We have all, at some point, called a business and upon not reaching them received the dreaded default voicemail greeting. Not only is that mechanical voice off-putting, but the default greeting does not typically yield useful information if you wish to call the customer back. The goal of Smith.ai’s virtual reception service is to help you put your best foot forward, even when you are not interacting directly with a client.
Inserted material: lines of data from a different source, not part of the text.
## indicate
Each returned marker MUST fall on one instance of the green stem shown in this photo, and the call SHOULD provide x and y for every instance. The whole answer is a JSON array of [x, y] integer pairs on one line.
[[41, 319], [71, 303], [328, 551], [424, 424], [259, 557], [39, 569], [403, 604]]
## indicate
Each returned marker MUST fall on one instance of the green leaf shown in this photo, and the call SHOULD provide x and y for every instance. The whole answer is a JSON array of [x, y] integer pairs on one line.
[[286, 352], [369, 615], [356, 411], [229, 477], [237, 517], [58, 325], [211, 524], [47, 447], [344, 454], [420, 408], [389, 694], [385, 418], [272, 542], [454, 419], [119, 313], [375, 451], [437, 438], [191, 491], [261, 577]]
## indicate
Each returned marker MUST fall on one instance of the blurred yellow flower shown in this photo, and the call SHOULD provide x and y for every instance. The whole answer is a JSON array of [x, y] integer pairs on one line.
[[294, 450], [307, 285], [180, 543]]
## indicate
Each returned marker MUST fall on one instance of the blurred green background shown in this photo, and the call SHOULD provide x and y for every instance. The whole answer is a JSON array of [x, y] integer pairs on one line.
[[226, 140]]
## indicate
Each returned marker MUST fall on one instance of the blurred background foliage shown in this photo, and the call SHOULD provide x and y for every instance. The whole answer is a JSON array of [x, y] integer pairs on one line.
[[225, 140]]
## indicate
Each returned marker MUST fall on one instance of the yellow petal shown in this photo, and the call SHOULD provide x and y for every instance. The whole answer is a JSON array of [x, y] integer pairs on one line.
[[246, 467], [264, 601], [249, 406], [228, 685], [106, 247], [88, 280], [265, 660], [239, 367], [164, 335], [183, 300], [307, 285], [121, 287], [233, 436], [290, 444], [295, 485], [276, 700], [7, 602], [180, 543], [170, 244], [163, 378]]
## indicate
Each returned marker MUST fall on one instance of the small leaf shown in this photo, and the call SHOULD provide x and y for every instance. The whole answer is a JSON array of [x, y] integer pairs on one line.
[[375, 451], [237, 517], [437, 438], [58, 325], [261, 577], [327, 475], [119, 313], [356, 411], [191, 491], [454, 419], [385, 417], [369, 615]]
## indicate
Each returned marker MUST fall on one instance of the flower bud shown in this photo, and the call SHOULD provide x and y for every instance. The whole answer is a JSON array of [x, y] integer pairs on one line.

We have put together a short list to help you record a custom voicemail greeting that will keep current customers coming back, and ensure new leads will have a positive impression of your business, even when you cannot be there to make one.
1. Find a quiet place
- Avoid recording anywhere exposed to background noise, honking horns, the wind, or mechanical sounds — unless that is an intentional decision as part of the perception you want to create with your message
Turn off all fans, running appliances, TVs, radios, or other noise-making devices
When you record your message, listen back through for possible creaking floors, shuffling papers, or any artifacts you may not have noticed, and address them
- Recording near curtains or other sound-absorbing surfaces reduces audio reflections and will give your greeting more professionalism
2. Keep it short and sweet
The purpose of your voicemail is to let the caller know that they have reached the intended person, that you’re not available, and what information to leave so you can call them back. If you do not want them to leave a message, this is the time to tell them what do (such as email or visit your website) instead. It is not the time to upsell them on a new special, or read off a list of new services. They either want to leave a message, or they do not.
3. Smile when you talk
Even just a little. Really. It changes the way you sound, and transforms a gruff message into a more welcoming one. Upbeat and positive makes a big difference. Avoid words like sorry, unfortunately, or we apologize. Instead, use positive words and phrases like “we’d love to” or “we’re looking forward to.”
4. Plan and rehearse
Write it out first. When you take a breath, move your mouth away from the microphone; you do not want to sound like you have just come up for air. Additionally, try recording it a few times to hear how you sound.
5. Get the facts
Let the customer know they have reached the right person or business. Identify yourself/your business. Specifically, ask them what info to leave, but don’t make it too involved.
Your goal is to get the client or lead back on the phone as soon as you can — or to get them off your plate. Getting their name, contact number/email, and their reason for calling is usually enough. If your business deals with specifics, such as geographic location or type of service required, make sure you ask for that information as well. For example, one of the attorneys Smith.ai works with wants to know in what county her clients reside, and another client, working in advertising, requests required dimensions for the signage his company designs.